Bush Ideas for Landscaping
Image by cocoparisienne from Pixabay

Bush Ideas for Landscaping

One of the biggest nutritional powerhouses that you can eat comes in a very small package. Blueberries are packed with more cancer-fighting, anti-aging, eyesight-saving and disease-fighting antioxidants than foods like spinach and salmon. New plant varieties make growing blueberries even easier than before. Sure, they’re the pie-inspiring, cereal-topping, muffin-mixing treat that can make your mouth water, but beloved blueberries are becoming a tasteful choice in another arena — the landscape.

Blueberries are typically grown in humid, northern climates that have winter chills, mild summers and low-pH or acidic soils, conditions that limit their range. But many new varieties are available for lower chill areas, very warm areas, as well as coastal areas. The blueberry now has an enormous range.

There are three main types of blueberries — low-bush, high-bush and rabbit-eye — all with fairly specific growing requirements. But thanks to the work of hybridizers, new crosses are much more forgiving.

“Southern high-bush are the new varieties, ” says expert Ed Laivo.

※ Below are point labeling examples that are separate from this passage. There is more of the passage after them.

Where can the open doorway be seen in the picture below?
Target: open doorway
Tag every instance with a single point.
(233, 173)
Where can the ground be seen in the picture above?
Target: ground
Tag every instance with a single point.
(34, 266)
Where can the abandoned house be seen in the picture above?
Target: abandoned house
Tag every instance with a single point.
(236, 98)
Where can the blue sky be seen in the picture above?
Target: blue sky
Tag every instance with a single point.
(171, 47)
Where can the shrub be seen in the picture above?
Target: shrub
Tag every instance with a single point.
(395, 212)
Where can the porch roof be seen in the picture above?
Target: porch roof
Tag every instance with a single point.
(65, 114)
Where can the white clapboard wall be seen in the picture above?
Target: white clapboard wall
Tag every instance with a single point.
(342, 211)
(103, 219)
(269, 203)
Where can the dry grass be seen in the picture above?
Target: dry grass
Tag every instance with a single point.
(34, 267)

These classic varieties are being introduced to the lower chill areas as well as the coastal areas and are also able to better tolerate heat. Many southern high-bushes are compact, meaning they’re perfect for smaller yards or patios.

The trick to growing blueberries under less-than-desirable conditions (such as alkaline soils or warmer climates) is container planting. Pots give you a lot more control over the soil. Acidity is critical. “The nutrient uptake comes out of the soil, and a mix of peat, bark and an acid soil mix will help to provide everything the blueberry plant needs immediately after you plant it, ” Ed says.

His special blend for a low-pH soil is one part peat moss for acidity, one part bark (it’s porous for good drainage, and as it breaks down, it adds organic matter to the soi, l which lowers the pH), one part acidic potting soil and a handful of soil sulfur. This is Ed’s standard mix and it has a pH of about 5.5, which is right at the outside limit of what blueberries like for vigorous growth.

“If you’re lucky enough to have a pH of between 4.5 and 5.5, then you can grow blueberries all day long, ” he says. “But most don’t, so you really need to add an amendment that acidifies the soil.” To do that, he suggests cottonseed meal or bloodmeal. To plant in containers, he transplants a two-gallon nursery plant into an 18-inch pot.

Blueberries like moisture because they’re shallow-rooted, so the bigger the pot, the bigger the drink of water. Speaking of water, did you know the pH of water can vary enormously and affect the acidity and alkalinity of soil? Meters to measure pH levels as well as test soil kits are widely available to help with any necessary adjustments during the growing season.

Planting blueberries in the ground is different. The best way to plant a blueberry in the ground is to dig a hole about 2-1/2 feet wide and 1 foot deep. Ed also recommends removing the native soil. Use the same soil blend Ed used for the containers, but mix in native soil from the hole.

Many blueberries are self-fruiting, but for a bigger yield and a longer season, plant several varieties. Even in containers, high-density planting is the way to go. “The best way to get more blueberries is to plant a number of varieties so they cross-pollinate, ” Ed says. “More varieties means that you’ll have an extended ripening period, which is always wonderful.”

A healthy blueberry plant will fruit for 15 to 20 years before slowing down. Every five days or so, harvest the berries that are deep blue. “I always look for good dark color in the berry, and I think the darker the better, ” he says.

For the first three years, you won’t need to prune young plants. After that, cutting the plant back once a year will increase vigor. Every winter, remove canes that are older than six years old and cut back all the other healthy canes by about a third. Remove any canes that have really tremendous amounts of discoloration, and remove all the lower, small, wimpy growth.

To protect your blueberries, drape a large piece of netting over some sort of framework such as bamboo sticks or an extra-large tomato cage.